An x-ray may be helpful to rule out a fracture or dislocation as the cause of pain. Occasionally in young athletes, the tendon can pull off a piece of bone where it attaches, which can be seen on x-rays. However, pure muscle injuries cannot be seen on regular x-rays. An MRI can sometimes be helpful to determine where the injury has occurred and whether there is complete rupture or not. MRI’s can also show collections of blood, called a hematoma, that sometimes occur following severe injuries.
The majority of acute muscle injuries are partial thickness tears. These can most often be treated successfully with rest, ice, compression, elevation (also known as RICE), and nonsteroidal anti-inflammatory drugs (NSAIDs), such as ibuprofen. This will be done for the first week, followed by progressive functional physical therapy, as needed.
Return to full activity is usually allowed when the patient is pain free, has full range of motion, and full strength. If an athlete attempts to return to their sport before these criteria are met, there is a high chance of re-injuring the muscle and sustaining a setback. Mild, grade 1 injuries may require only 2-3 weeks before an athlete can return. More severe injuries may require significantly more time.
Such a long period of lost playing time is less than ideal for professional and elite athletes, and some have advocated more aggressive treatment in this group. In a study that examined professional football players with severe hamstring tears with palpable defects, an intramuscular cortisone injection lead to a return to full activity time of 7.6 days, and 85% of the players did not miss a single game(1). However, the use of cortisone injections in the recreational athlete should be reserved for chronic or lingering injuries since there is a chance of weakening the remaining muscle and increasing the severity of the injury.
Surgery, Platelet-Rich Plasma, and Losartan
Complete muscle injuries can lead to significant functional impairment and lost playing time and may require surgery. This is especially the case for patients who need to be able to run or be sufficiently agile to participate in sport.
There are several new therapies that are currently in the investigational phase. Platelet-rich plasma (or PRP) requires blood to be drawn from the patient which is then spun in a centrifuge in order to concentrate the platelets which are then injected into the site of the injury. These platelets contain several growth factors that may stimulate healing and muscle regeneration, and limit the amount of scar tissue that forms. There are currently no reliable scientific studies that show if this therapy works.
Other drugs, such as the anti-hypertensive medication losartan, have been shown to reduce scar tissue formation and improve healing in experimental animal models(2). Clinical trials in humans are just getting started.
Muscle injuries are very common in both professional and recreational athletes. They typically occur in muscles that cross two joints, during explosive activities such as sprinting, and when the athlete is suddenly increasing their exercise regimen (i.e., training camp).

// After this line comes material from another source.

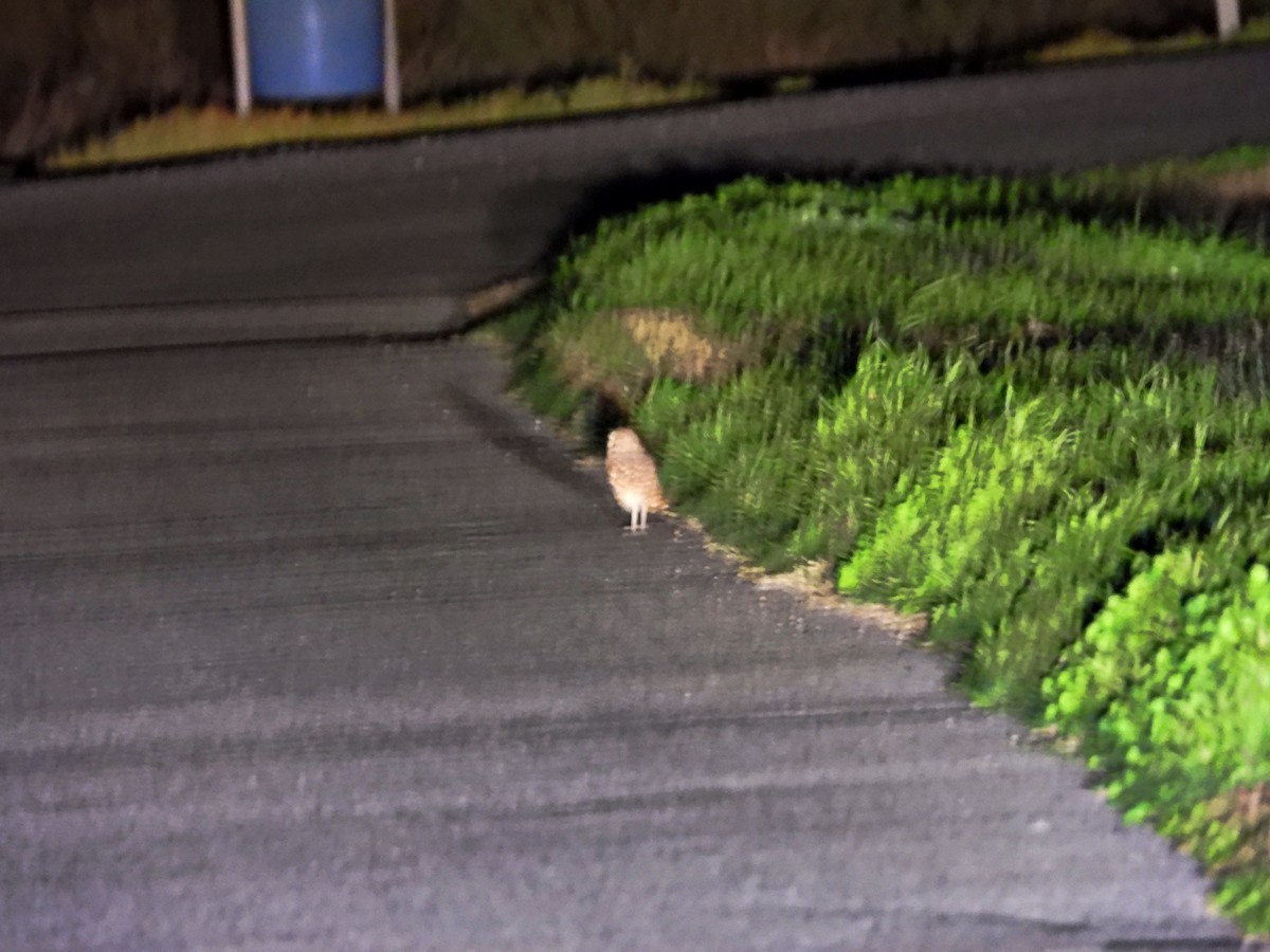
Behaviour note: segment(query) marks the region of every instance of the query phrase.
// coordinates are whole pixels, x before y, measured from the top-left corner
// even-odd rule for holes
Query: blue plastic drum
[[[381,0],[248,0],[246,27],[262,99],[354,99],[384,85]]]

These injuries result in pain, swelling, and loss of strength and motion. If there is a partial tear then the athlete can return when they are pain free and have normal strength and motion. This usually occurs following anywhere from a few weeks to a few months of appropriate treatment and therapy. When the muscle is completely ruptured, the athlete may benefit from surgical repair.
Many athletes are able to return to their previous level of competition, but since scar tissue forms at the site of injury, they may susceptible to another injury at that location.

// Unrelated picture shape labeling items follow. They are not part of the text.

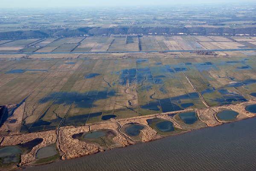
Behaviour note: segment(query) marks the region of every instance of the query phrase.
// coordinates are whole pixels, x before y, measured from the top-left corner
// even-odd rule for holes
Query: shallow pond
[[[130,136],[137,136],[140,134],[140,130],[143,130],[144,128],[143,126],[140,124],[133,124],[126,128],[125,131]]]
[[[179,116],[186,124],[193,124],[198,120],[194,111],[183,113],[180,114]]]
[[[248,112],[256,113],[256,104],[248,105],[245,107],[245,110]]]
[[[190,106],[192,106],[194,105],[194,103],[183,103],[183,104],[180,104],[180,106],[182,107],[187,108],[189,107]]]
[[[170,121],[163,121],[156,125],[157,128],[162,132],[171,132],[175,130],[173,124]]]
[[[15,146],[6,147],[0,148],[0,158],[2,159],[1,162],[7,164],[12,162],[19,162],[20,154],[22,151]]]
[[[107,120],[110,119],[111,118],[114,118],[116,117],[116,116],[114,115],[105,115],[102,116],[102,119],[103,120],[106,121]]]
[[[40,148],[36,153],[35,157],[41,159],[53,156],[58,154],[54,147],[49,146]]]
[[[239,113],[233,110],[223,110],[220,112],[218,112],[217,116],[221,120],[229,121],[236,118],[236,116],[239,114]]]
[[[84,137],[85,139],[94,139],[106,136],[106,133],[103,131],[97,131],[88,133],[84,135]]]

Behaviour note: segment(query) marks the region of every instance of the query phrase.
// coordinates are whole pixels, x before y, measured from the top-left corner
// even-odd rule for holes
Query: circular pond
[[[217,114],[218,117],[221,120],[223,121],[230,121],[235,119],[236,118],[236,116],[239,114],[236,112],[231,110],[223,110]]]
[[[0,148],[0,158],[3,164],[19,162],[20,159],[20,155],[22,151],[15,146],[4,147]]]
[[[180,114],[179,116],[186,124],[193,124],[198,120],[195,111],[184,112]]]
[[[140,133],[140,130],[143,130],[144,128],[143,126],[140,124],[132,124],[131,126],[126,128],[125,131],[130,136],[137,136]]]
[[[247,106],[245,110],[252,113],[256,113],[256,104],[251,104]]]
[[[89,132],[85,135],[84,137],[85,139],[94,139],[106,136],[106,133],[103,131],[96,131]]]
[[[156,125],[157,128],[162,132],[174,131],[173,124],[170,121],[163,121]]]
[[[107,120],[110,119],[111,118],[114,118],[116,117],[116,116],[114,115],[105,115],[102,116],[102,119],[103,120],[106,121]]]
[[[45,147],[40,148],[38,151],[35,157],[38,159],[41,159],[53,156],[57,154],[58,152],[54,147]]]

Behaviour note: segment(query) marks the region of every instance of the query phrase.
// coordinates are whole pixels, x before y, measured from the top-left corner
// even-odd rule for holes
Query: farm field
[[[27,133],[240,103],[256,92],[244,56],[3,60],[0,104],[25,103]]]
[[[124,52],[256,49],[252,37],[113,35],[0,40],[0,52]],[[2,42],[2,44],[0,43]]]

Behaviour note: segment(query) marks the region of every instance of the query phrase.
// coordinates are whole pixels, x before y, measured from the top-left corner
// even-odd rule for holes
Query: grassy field
[[[256,62],[235,56],[4,60],[0,104],[26,101],[26,132],[205,107],[191,84],[210,106],[237,103],[254,98]]]
[[[256,38],[244,36],[112,35],[20,40],[8,43],[9,41],[0,41],[0,52],[200,50],[256,48]]]

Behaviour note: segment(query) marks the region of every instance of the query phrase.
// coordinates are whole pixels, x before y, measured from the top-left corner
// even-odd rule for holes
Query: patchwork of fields
[[[239,103],[255,98],[252,56],[3,60],[0,104],[25,103],[26,133]]]
[[[112,35],[0,41],[0,52],[164,51],[256,48],[256,38]]]

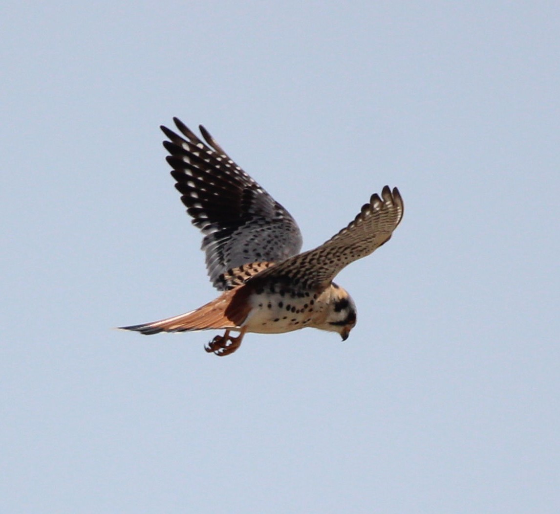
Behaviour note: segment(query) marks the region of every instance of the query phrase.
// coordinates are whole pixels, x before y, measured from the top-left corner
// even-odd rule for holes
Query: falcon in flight
[[[385,186],[348,226],[300,253],[301,233],[290,213],[203,127],[206,143],[174,121],[182,136],[161,127],[169,140],[164,142],[167,161],[193,224],[204,235],[210,280],[222,292],[186,314],[121,328],[143,334],[225,329],[205,347],[220,356],[237,350],[248,332],[280,334],[312,327],[337,332],[346,340],[356,325],[356,305],[333,279],[391,238],[403,217],[398,189]]]

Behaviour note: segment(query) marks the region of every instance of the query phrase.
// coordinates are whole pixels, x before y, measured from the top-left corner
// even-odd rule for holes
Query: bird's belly
[[[281,334],[311,324],[313,312],[303,299],[255,302],[242,326],[248,332]]]

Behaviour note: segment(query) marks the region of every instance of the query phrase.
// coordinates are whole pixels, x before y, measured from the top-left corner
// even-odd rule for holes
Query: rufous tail
[[[151,323],[119,328],[123,330],[134,330],[146,335],[160,332],[239,328],[239,324],[242,322],[248,313],[243,312],[245,311],[243,308],[235,308],[235,305],[232,304],[234,303],[232,300],[235,302],[235,292],[233,289],[226,291],[215,300],[185,314]]]

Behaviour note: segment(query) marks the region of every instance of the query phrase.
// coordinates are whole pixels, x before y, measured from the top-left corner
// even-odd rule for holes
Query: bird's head
[[[324,330],[338,332],[346,341],[356,322],[356,304],[348,292],[335,284],[330,286],[331,297],[328,304],[325,320],[320,327]]]

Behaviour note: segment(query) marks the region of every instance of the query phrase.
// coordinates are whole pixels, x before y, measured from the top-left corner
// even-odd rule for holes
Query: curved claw
[[[234,337],[230,335],[230,331],[226,330],[223,336],[216,336],[214,337],[204,346],[204,350],[208,353],[213,353],[218,357],[228,355],[241,346],[245,332],[244,330],[242,330],[239,336]]]

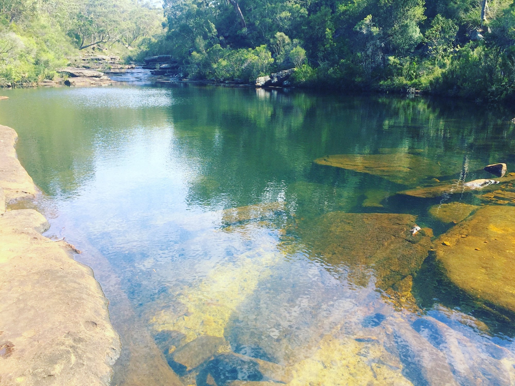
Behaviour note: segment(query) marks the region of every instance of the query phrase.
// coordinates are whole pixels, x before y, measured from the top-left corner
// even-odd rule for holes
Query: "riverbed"
[[[113,384],[515,383],[509,302],[441,258],[455,227],[512,203],[406,194],[514,171],[513,111],[181,83],[4,94],[45,235],[111,302]]]

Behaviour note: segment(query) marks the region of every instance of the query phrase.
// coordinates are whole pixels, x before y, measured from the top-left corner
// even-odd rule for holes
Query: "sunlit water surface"
[[[171,384],[170,367],[185,385],[515,382],[513,322],[430,254],[392,285],[388,266],[355,261],[374,234],[353,229],[348,253],[322,248],[341,237],[330,212],[409,214],[438,236],[450,225],[431,205],[477,199],[408,199],[406,185],[313,162],[416,153],[455,165],[449,178],[483,178],[515,165],[510,112],[181,84],[4,92],[45,234],[82,251],[111,301],[113,384]]]

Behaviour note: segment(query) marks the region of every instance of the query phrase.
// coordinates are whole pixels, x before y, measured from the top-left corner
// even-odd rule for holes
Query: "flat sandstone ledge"
[[[0,386],[109,384],[121,346],[93,271],[41,235],[41,214],[6,212],[38,192],[16,139],[0,126]]]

1. Levine WN, Bergfeld JA, Tessendorf W, Moorman CT 3rd. Intramuscular corticosteroid injection for hamstring injuries. A 13-year experience in the National Football League. Am J Sports Med. 2000 May-Jun;28(3):297-300.
2. Bedair HS, Karthikeyan T, Quintero A, Li Y, Huard J. Antiotensin II receptor blockade administered after injury improves muscle regeneration and decreases fibrosis in normal skeletal muscle. Am J Sports Med. 2008 Aug;36(8): 1548-54.